What's new in Flow Management with NiFi 2 [Technical Preview]

Learn about the new features of Flow Management using NiFi 2.0 in Cloudera DataFlow for Data Hub 7.2.18.

Flow Management Data Hub in CDP Public Cloud 7.2.18 is compatible with both NiFi 1 and NiFi 2. This section provides details about Flow Management Data Hub based on Apache NiFi 2.0. Two new Data Hub templates are introduced in Technical Preview for deploying Flow Management clusters using NiFi 2.0.

Currently there is no upgrade path from Flow Management clusters based on NiFi 1 to clusters with NiFi 2. The only approach is to start new clusters using the new templates and migrate your existing flows to these new clusters. However, these new clusters are not production ready and should not be used for critical workloads.

There are a significant number of changes, including breaking ones, between NiFi 1 and NiFi 2. See Behavioral changes for more information about these changes. Additionally, you can anticipate further breaking changes in the upcoming releases, particularly concerning components completely removed in favor of better and more efficient alternatives.

Here are the most important new features and other significant improvements of this release:

Python API - Technical Preview

There is now a first-class citizen Python API allowing users to develop NiFi processors using Python. For more information, see the NiFi Python Developer’s Guide.
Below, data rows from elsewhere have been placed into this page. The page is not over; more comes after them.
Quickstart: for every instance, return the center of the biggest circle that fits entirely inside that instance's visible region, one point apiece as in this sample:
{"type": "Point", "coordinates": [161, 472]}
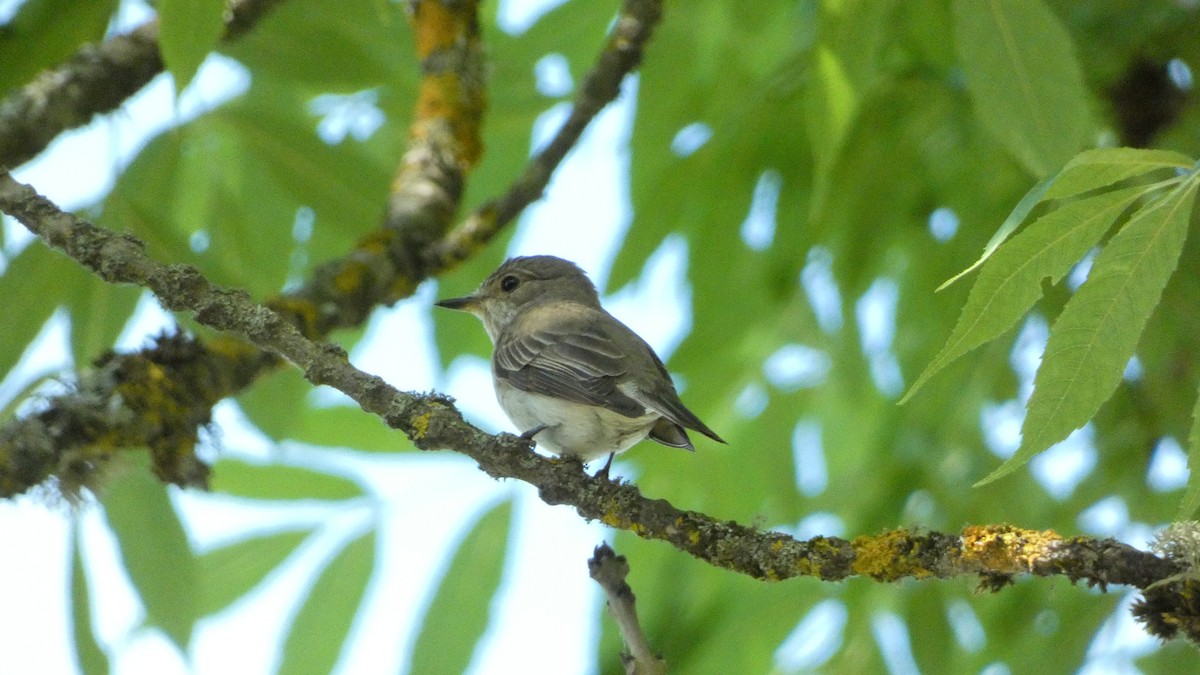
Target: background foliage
{"type": "Point", "coordinates": [802, 151]}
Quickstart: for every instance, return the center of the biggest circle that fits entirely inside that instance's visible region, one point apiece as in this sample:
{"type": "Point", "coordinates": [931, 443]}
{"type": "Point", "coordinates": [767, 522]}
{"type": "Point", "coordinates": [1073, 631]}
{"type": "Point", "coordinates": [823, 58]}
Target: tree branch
{"type": "Point", "coordinates": [610, 569]}
{"type": "Point", "coordinates": [995, 553]}
{"type": "Point", "coordinates": [623, 53]}
{"type": "Point", "coordinates": [76, 432]}
{"type": "Point", "coordinates": [96, 79]}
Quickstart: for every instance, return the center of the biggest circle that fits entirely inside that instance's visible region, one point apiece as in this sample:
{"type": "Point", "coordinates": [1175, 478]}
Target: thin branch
{"type": "Point", "coordinates": [994, 553]}
{"type": "Point", "coordinates": [95, 81]}
{"type": "Point", "coordinates": [623, 53]}
{"type": "Point", "coordinates": [610, 571]}
{"type": "Point", "coordinates": [73, 434]}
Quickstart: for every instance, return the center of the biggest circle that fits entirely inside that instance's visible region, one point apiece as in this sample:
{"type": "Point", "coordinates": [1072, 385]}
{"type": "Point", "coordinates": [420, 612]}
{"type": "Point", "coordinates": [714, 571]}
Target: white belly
{"type": "Point", "coordinates": [573, 429]}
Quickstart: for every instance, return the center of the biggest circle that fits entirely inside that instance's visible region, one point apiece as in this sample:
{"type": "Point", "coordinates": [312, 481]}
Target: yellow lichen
{"type": "Point", "coordinates": [421, 425]}
{"type": "Point", "coordinates": [889, 556]}
{"type": "Point", "coordinates": [1006, 549]}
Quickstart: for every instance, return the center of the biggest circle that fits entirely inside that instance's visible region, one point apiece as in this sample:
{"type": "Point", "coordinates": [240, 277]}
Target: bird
{"type": "Point", "coordinates": [569, 375]}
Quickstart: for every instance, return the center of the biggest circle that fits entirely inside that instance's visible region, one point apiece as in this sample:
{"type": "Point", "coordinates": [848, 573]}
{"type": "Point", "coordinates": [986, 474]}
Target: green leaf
{"type": "Point", "coordinates": [1192, 496]}
{"type": "Point", "coordinates": [1012, 280]}
{"type": "Point", "coordinates": [1095, 338]}
{"type": "Point", "coordinates": [283, 390]}
{"type": "Point", "coordinates": [1014, 220]}
{"type": "Point", "coordinates": [323, 623]}
{"type": "Point", "coordinates": [45, 33]}
{"type": "Point", "coordinates": [99, 314]}
{"type": "Point", "coordinates": [231, 572]}
{"type": "Point", "coordinates": [155, 550]}
{"type": "Point", "coordinates": [1091, 169]}
{"type": "Point", "coordinates": [91, 657]}
{"type": "Point", "coordinates": [279, 482]}
{"type": "Point", "coordinates": [1024, 79]}
{"type": "Point", "coordinates": [459, 615]}
{"type": "Point", "coordinates": [24, 285]}
{"type": "Point", "coordinates": [187, 31]}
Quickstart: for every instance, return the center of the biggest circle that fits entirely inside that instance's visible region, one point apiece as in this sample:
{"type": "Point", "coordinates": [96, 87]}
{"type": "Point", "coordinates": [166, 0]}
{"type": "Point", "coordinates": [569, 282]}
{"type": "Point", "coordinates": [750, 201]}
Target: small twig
{"type": "Point", "coordinates": [610, 571]}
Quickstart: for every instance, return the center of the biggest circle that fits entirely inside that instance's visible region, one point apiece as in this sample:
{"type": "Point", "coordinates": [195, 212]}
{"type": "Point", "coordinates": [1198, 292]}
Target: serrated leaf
{"type": "Point", "coordinates": [1024, 79]}
{"type": "Point", "coordinates": [1020, 211]}
{"type": "Point", "coordinates": [24, 285]}
{"type": "Point", "coordinates": [1011, 282]}
{"type": "Point", "coordinates": [1192, 496]}
{"type": "Point", "coordinates": [324, 621]}
{"type": "Point", "coordinates": [187, 31]}
{"type": "Point", "coordinates": [1095, 338]}
{"type": "Point", "coordinates": [1102, 167]}
{"type": "Point", "coordinates": [91, 658]}
{"type": "Point", "coordinates": [155, 551]}
{"type": "Point", "coordinates": [279, 482]}
{"type": "Point", "coordinates": [459, 615]}
{"type": "Point", "coordinates": [231, 572]}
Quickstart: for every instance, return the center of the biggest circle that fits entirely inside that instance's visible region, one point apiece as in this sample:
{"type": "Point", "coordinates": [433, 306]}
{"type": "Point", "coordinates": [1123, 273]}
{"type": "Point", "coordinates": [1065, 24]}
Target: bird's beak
{"type": "Point", "coordinates": [465, 304]}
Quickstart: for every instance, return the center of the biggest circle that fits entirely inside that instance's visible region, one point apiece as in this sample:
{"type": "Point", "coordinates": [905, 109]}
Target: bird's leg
{"type": "Point", "coordinates": [534, 431]}
{"type": "Point", "coordinates": [604, 471]}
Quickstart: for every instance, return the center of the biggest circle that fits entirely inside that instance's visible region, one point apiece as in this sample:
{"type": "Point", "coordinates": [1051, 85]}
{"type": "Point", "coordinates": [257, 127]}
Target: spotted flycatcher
{"type": "Point", "coordinates": [567, 372]}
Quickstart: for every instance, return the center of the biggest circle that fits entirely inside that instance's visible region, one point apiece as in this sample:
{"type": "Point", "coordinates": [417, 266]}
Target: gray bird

Stateless Engine at Process Group level - Tech Preview
It is now possible to configure a Process Group to use the Stateless Engine for executing flows. This is particularly useful for transactional use cases such as CDC, or scenarios where a message broker is the source, aiming to achieve exactly-once semantics. For more information, see the Apache NiFi User Guide.
Rules Engine - Technical Preview

This feature allows NiFi administrators to define a set of rules to enforce best practices in flow design in NiFi. The feature version available in this release is not complete, it is still under development. More details will be available once the feature is finalized and released.

New NiFi components

The below list contains the components that are added specifically in Flow Management 7.2.18 clusters using NiFi 2 compared to Flow Management 7.2.18 clusters using NiFi 1. A large number of components have been added between 7.2.17 and 7.2.18. For a comprehensive list, see What's new in Flow Management with NiFi 1.

  • Processors
    • ParseDocument & ChunkDocument

      These processors handle documents and extract text content to help with Generate AI use cases.
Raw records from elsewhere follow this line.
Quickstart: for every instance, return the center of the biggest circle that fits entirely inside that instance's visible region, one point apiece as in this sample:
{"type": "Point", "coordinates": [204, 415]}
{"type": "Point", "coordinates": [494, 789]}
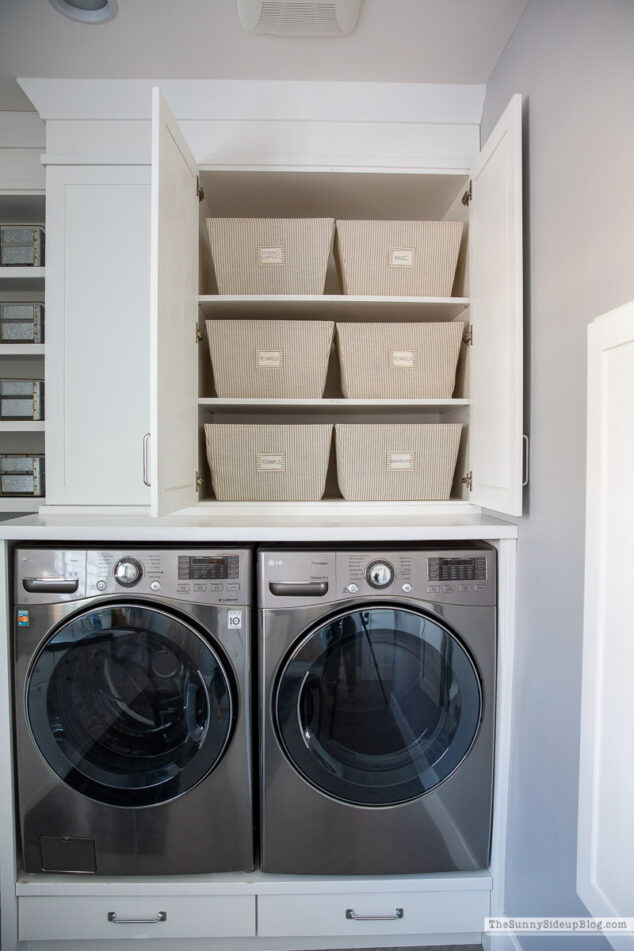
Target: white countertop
{"type": "Point", "coordinates": [258, 527]}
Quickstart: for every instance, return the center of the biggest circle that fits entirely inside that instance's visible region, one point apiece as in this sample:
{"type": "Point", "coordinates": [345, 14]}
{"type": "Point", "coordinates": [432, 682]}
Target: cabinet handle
{"type": "Point", "coordinates": [160, 916]}
{"type": "Point", "coordinates": [351, 915]}
{"type": "Point", "coordinates": [146, 459]}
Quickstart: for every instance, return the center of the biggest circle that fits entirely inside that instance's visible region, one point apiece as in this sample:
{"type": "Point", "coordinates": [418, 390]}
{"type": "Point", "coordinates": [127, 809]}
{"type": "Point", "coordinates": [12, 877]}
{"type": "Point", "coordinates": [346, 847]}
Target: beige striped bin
{"type": "Point", "coordinates": [398, 258]}
{"type": "Point", "coordinates": [399, 361]}
{"type": "Point", "coordinates": [270, 358]}
{"type": "Point", "coordinates": [271, 255]}
{"type": "Point", "coordinates": [399, 462]}
{"type": "Point", "coordinates": [268, 463]}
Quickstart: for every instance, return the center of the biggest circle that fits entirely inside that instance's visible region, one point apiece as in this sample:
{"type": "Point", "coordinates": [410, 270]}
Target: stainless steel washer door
{"type": "Point", "coordinates": [129, 704]}
{"type": "Point", "coordinates": [377, 706]}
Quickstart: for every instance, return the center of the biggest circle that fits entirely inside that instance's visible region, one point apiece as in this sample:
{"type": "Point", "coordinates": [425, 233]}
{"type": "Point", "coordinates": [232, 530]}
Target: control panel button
{"type": "Point", "coordinates": [128, 572]}
{"type": "Point", "coordinates": [379, 574]}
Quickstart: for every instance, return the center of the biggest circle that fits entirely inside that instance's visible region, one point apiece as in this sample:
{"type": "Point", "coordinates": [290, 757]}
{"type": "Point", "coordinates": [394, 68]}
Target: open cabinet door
{"type": "Point", "coordinates": [495, 269]}
{"type": "Point", "coordinates": [174, 313]}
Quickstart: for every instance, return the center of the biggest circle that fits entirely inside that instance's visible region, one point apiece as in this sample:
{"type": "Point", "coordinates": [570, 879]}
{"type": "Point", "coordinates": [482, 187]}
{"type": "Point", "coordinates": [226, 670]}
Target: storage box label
{"type": "Point", "coordinates": [399, 461]}
{"type": "Point", "coordinates": [402, 359]}
{"type": "Point", "coordinates": [271, 461]}
{"type": "Point", "coordinates": [402, 257]}
{"type": "Point", "coordinates": [271, 256]}
{"type": "Point", "coordinates": [272, 359]}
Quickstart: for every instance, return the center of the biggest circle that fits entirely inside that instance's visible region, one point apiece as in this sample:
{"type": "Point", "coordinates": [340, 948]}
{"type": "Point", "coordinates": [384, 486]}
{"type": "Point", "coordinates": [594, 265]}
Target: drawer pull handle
{"type": "Point", "coordinates": [351, 915]}
{"type": "Point", "coordinates": [160, 916]}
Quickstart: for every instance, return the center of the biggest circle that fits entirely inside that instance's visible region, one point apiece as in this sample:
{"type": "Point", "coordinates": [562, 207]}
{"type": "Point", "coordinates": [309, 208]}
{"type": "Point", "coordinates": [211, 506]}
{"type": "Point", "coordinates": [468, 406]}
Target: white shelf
{"type": "Point", "coordinates": [22, 350]}
{"type": "Point", "coordinates": [331, 307]}
{"type": "Point", "coordinates": [20, 505]}
{"type": "Point", "coordinates": [24, 273]}
{"type": "Point", "coordinates": [21, 426]}
{"type": "Point", "coordinates": [327, 405]}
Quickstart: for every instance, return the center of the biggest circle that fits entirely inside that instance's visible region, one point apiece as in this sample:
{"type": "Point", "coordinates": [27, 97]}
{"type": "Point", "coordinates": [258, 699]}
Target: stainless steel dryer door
{"type": "Point", "coordinates": [129, 704]}
{"type": "Point", "coordinates": [377, 706]}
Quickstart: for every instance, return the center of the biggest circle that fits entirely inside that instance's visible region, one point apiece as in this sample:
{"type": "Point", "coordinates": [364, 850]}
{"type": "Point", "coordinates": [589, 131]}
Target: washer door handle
{"type": "Point", "coordinates": [298, 589]}
{"type": "Point", "coordinates": [351, 915]}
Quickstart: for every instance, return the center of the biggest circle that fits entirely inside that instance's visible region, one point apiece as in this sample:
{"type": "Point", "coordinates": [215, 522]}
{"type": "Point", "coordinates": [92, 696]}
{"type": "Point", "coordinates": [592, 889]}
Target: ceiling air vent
{"type": "Point", "coordinates": [299, 17]}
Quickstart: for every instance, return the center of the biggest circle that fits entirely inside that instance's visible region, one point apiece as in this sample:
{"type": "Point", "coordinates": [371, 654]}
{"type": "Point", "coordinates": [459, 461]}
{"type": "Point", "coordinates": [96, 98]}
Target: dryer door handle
{"type": "Point", "coordinates": [298, 589]}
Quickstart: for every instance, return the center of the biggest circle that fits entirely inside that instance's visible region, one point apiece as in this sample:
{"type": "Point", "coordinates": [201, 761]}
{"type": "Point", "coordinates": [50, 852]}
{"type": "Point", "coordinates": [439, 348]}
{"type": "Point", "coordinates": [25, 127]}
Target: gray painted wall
{"type": "Point", "coordinates": [574, 61]}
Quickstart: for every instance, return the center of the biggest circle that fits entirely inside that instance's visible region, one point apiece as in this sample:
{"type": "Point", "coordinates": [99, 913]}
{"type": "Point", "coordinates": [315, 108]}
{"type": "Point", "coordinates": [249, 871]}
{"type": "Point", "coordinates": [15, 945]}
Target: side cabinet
{"type": "Point", "coordinates": [97, 311]}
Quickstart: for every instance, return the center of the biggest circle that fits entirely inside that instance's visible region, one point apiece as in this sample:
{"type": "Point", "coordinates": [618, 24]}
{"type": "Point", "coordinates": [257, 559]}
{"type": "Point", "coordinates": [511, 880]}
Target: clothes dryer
{"type": "Point", "coordinates": [132, 710]}
{"type": "Point", "coordinates": [377, 701]}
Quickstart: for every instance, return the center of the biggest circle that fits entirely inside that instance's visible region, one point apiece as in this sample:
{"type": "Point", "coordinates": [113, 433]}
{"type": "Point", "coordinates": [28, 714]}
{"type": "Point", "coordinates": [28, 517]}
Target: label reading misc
{"type": "Point", "coordinates": [402, 359]}
{"type": "Point", "coordinates": [271, 461]}
{"type": "Point", "coordinates": [270, 359]}
{"type": "Point", "coordinates": [402, 257]}
{"type": "Point", "coordinates": [399, 461]}
{"type": "Point", "coordinates": [271, 256]}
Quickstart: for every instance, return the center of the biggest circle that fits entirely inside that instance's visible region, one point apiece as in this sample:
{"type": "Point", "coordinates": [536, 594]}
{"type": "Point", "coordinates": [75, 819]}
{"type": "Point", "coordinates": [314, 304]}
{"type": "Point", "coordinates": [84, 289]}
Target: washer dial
{"type": "Point", "coordinates": [379, 574]}
{"type": "Point", "coordinates": [128, 572]}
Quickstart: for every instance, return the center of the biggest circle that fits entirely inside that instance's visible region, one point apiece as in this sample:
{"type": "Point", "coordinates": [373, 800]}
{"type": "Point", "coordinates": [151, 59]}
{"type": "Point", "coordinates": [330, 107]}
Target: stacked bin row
{"type": "Point", "coordinates": [288, 359]}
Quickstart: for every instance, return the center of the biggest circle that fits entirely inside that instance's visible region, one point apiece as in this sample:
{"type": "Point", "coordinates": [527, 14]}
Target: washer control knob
{"type": "Point", "coordinates": [127, 572]}
{"type": "Point", "coordinates": [379, 574]}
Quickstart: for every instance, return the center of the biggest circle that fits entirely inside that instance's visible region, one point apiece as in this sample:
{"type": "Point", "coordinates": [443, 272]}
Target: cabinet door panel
{"type": "Point", "coordinates": [97, 335]}
{"type": "Point", "coordinates": [495, 268]}
{"type": "Point", "coordinates": [174, 313]}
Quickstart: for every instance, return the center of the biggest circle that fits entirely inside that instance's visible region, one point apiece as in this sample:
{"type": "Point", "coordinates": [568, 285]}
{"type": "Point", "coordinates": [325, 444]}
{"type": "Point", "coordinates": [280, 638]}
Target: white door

    • ConsumePLC & PutPLC & FetchPLC

      These processors based on the Apache PLC4X project interact with systems over common IoT protocol systems such as Siemens S7, Modbus, CAN Open, Allen Bradley ETH, OPC-UA and more.

    • ConsumeSlack

    • CopyAzureBlobStorage_v12

    • ListenSlack

    • PromptChatGPT

    • PutChroma & QueryChroma

      These processors interact with the ChromaDB vector database and compute embeddings while pushing documents.

    • PutMongoBulkOperations

    • PutPinecone & QueryPinecone

      These processors interact with the Pinecone vector database and compute embeddings while pushing documents.
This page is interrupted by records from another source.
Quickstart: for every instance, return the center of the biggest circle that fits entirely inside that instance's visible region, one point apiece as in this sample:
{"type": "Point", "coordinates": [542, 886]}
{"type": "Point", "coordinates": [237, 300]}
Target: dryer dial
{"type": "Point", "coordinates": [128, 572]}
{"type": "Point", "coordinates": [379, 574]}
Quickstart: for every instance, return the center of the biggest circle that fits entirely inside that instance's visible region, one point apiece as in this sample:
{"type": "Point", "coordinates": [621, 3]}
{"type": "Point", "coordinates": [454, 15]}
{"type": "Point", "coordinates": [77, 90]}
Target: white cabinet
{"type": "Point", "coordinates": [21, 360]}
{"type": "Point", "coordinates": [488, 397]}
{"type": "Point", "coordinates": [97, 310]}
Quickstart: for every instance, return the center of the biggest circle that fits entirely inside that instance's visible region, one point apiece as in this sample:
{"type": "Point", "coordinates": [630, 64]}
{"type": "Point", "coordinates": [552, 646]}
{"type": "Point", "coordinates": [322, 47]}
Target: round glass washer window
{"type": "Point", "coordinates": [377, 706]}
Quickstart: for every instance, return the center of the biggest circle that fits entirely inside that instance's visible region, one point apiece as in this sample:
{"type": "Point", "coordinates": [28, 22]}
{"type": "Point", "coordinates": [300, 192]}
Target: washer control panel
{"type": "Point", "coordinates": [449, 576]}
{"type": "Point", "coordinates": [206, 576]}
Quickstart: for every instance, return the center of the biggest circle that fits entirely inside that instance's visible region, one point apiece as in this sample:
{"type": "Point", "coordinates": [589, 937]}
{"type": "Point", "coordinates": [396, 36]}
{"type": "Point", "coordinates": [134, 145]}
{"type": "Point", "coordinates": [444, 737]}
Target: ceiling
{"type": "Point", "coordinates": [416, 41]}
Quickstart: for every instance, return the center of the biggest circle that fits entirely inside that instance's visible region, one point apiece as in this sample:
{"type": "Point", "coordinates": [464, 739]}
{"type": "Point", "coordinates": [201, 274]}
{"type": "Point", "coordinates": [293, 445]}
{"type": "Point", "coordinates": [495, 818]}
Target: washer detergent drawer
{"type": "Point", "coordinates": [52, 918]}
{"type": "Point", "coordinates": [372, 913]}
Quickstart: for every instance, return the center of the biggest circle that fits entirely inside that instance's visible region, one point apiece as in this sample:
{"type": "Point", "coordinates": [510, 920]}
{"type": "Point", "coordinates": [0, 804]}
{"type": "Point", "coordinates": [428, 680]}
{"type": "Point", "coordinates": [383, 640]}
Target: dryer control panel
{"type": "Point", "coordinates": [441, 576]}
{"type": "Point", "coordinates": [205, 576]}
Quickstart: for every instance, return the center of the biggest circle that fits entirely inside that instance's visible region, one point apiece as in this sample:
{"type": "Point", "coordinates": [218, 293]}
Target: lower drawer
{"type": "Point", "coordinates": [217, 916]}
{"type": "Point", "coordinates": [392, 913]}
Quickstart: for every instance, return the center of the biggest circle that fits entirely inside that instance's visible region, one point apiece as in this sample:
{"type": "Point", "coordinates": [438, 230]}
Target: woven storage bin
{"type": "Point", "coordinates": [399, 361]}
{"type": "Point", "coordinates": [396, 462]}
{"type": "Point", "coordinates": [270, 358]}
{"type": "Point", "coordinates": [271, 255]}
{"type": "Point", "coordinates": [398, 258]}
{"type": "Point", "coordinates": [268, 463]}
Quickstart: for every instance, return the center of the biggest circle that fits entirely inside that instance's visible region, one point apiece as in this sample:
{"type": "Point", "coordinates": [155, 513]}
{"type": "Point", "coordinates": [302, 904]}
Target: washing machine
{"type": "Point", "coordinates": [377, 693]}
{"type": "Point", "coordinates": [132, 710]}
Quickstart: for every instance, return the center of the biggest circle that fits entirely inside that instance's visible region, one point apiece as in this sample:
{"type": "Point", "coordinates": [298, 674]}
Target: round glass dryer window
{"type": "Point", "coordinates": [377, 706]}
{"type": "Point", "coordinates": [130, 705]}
    • QueryAzureDataExplorer

    • RenameRecordField

  • Controller services
    • ApicurioSchemaRegistry

    • ConfluentEncodedSchemaReferenceReader

    • ConfluentEncodedSchemaReferenceWriter

    • GCSFileResourceService

    • GenericPLC4XConnectionPool

    • ProxyPLC4XConnectionPool

    • SlackRecordSink

    • StandardKustoQueryService

    • StandardPLC4XConnectionPool

    • TinkerpopClientService

  • Parameter providers

    • OnePasswordParameterProvider

  • Rules

    • DisallowComponentType